2. Die Einführung einer Zentralmatura in einem Land, das über das am meisten ausdifferenzierte Schulwesen Europas verfügt, ist kontraproduktiv und kann nur zu Nivellierung und Niveauverlust führen: Einerseits gibt es Allgemeinbildende wie Berufsbildende Höhere Schulen, die sich wiederum in verschiedenste Zweige mit sehr individuellen Lehrplänen aufgliedern, andererseits sollen am Ende die AbsolventInnen in Deutsch, Mathematik und Fremdsprachen am selben Tag dieselben Aufgabenstellungen lösen, obwohl sie nach unterschiedlichsten Lehrplänen ausgebildet wurden und einen je eigenen Verstehenshorizont besitzen (so gibt es z.B. in den Berufsbildenden Schulen keine Fächer wie Philosophie, Psychologie, Musik, Bildende Kunst oder gar Biologie, dafür aber in den Technischen Höheren Schulen das Fach Angewandte Mathematik, das sich von der Allgemeinen Mathematik der AHS deutlich unterscheidet!). Gemeinsame, für alle Höheren SchülerInnen gültige Aufgabenstellungen können also gegenüber den jetzigen, von den LehrerInnen individuell erstellten und auf die Entwicklung der jeweiligen Schulklassen abgestimmten Aufgaben nur, ich wiederhole mich, zu Nivellierung und einer Herabsetzung des Niveaus führen, wovon die bislang angebotenen Übungsbeispiele des BIFIE ein beredtes Zeugnis ablegen.

3. Ein besonderes Problem sehe ich in der Einführung der Zentralmatura für das Fach Deutsch: Da sich die verantwortlichen OrganisatorInnen auf keinen Lektüre-, sondern nur auf einen Textsortenkanon einigen konnten und wollten (die Einführung eines verbindlichen Lesekanons wurde von einer Road-Show-Referentin sogar als Rückfall in die 1930er Jahre bezeichnet!), können für die Erstellung von Maturaaufgaben keine Langtexte mehr (also Dramen, Romane oder längere Erzählungen und Novellen, zu deren Lektüre ein größerer Zeitrahmen erforderlich ist) herangezogen werden, sondern nur noch Kurzprosatexte, Gedichte oder Romanauszüge; Literatur und Dichtung verkommen damit zu Impuls- und Stichwortgebern für diverse Themen und verlieren ihre eigenständige Bedeutung und Relevanz (auch dies belegen die bislang vom BIFIE veröffentlichten Maturabeispiele!).
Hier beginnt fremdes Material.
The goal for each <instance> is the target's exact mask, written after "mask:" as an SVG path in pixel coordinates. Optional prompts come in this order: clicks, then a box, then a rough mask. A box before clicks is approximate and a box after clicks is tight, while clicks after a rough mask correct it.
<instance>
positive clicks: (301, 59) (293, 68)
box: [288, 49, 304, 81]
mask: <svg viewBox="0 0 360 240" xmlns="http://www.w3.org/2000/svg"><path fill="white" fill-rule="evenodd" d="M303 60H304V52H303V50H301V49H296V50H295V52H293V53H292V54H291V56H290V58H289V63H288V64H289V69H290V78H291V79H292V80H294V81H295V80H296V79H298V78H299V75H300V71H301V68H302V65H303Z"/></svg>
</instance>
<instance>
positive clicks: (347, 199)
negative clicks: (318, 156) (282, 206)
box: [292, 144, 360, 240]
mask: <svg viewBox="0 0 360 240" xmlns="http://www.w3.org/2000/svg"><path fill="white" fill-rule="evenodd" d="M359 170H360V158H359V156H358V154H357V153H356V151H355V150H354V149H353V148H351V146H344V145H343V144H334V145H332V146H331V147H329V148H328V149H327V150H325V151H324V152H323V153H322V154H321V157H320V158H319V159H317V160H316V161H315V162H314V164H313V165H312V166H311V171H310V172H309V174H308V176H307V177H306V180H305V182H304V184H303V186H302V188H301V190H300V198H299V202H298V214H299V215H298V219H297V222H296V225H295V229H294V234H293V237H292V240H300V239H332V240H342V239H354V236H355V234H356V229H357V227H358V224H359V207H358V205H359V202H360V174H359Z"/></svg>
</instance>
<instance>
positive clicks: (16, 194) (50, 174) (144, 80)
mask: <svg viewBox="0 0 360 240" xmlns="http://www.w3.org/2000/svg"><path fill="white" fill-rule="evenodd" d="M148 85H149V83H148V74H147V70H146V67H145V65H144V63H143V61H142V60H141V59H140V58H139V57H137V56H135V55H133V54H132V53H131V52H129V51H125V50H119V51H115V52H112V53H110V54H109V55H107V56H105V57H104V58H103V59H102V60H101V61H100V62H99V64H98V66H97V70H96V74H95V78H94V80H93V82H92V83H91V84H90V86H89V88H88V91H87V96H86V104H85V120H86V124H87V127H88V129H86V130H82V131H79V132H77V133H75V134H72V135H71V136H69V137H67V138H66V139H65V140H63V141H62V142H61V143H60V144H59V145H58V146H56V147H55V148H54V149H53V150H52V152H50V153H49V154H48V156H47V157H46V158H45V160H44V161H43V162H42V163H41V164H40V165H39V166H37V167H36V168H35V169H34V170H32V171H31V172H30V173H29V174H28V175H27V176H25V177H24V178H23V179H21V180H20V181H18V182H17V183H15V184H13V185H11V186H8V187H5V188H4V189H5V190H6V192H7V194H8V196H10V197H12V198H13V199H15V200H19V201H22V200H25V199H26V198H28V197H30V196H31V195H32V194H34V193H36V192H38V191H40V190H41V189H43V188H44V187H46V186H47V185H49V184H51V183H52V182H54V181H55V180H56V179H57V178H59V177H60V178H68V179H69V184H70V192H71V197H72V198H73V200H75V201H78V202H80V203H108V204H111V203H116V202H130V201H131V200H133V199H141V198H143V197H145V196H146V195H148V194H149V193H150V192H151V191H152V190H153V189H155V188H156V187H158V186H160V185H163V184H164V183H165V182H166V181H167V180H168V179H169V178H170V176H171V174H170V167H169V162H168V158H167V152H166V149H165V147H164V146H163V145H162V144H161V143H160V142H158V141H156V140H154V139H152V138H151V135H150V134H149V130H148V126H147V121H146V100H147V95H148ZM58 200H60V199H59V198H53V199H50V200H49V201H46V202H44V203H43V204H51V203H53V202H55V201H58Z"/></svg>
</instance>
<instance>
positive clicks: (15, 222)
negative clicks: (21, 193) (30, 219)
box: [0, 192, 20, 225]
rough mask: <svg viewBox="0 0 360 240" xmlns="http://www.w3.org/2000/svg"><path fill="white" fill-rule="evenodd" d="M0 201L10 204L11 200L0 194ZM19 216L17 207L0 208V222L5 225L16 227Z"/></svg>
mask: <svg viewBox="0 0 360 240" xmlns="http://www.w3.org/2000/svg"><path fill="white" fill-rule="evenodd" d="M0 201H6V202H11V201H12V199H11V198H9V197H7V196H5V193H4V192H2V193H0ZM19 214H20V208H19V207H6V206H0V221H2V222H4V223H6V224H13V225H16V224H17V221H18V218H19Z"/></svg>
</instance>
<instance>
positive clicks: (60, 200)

Da in den HAKs Deutsch als Fach für die mündliche Matura gänzlich entfällt (hier gibt es nur noch das Fach Kultur) und in den HTLs geplant ist, dass KandidatInnen, die schriftlich Deutsch gewählt haben, im Fach Englisch mündlich antreten müssen, droht zumindest in den Berufsbildenden Schulen die gänzliche Eliminierung von Literatur und Dichtung aus dem Unterrichtsfach Deutsch. Dies kann unter gar keinen Umständen hingenommen werden!

4. Ministerin Schmied zäumte das sprichwörtliche Pferd vom Schwanz auf: Anstatt mit der Diskussion des Bildungsbegriffs zu beginnen, um in der Folge die Reformierung der Lehrpläne anzugehen und am Ende eine neue Reifeprüfung einzuführen (ganz abgesehen von der längst überfälligen Frage, ob eine Matura überhaupt noch notwendig und zeitgemäß ist), begann sie mit der Maturareform und kam mit der dazugehörigen Vorbereitung und der Änderung der Lehrpläne völlig in Verzug. Entstanden sind Chaos und Verunsicherung. Deshalb sollte die Einführung der Zentralmatura nicht verschoben, sondern ausgesetzt werden, und zwar so lange, bis alle anderen Vorarbeiten zufrieden stellend geleistet wurden.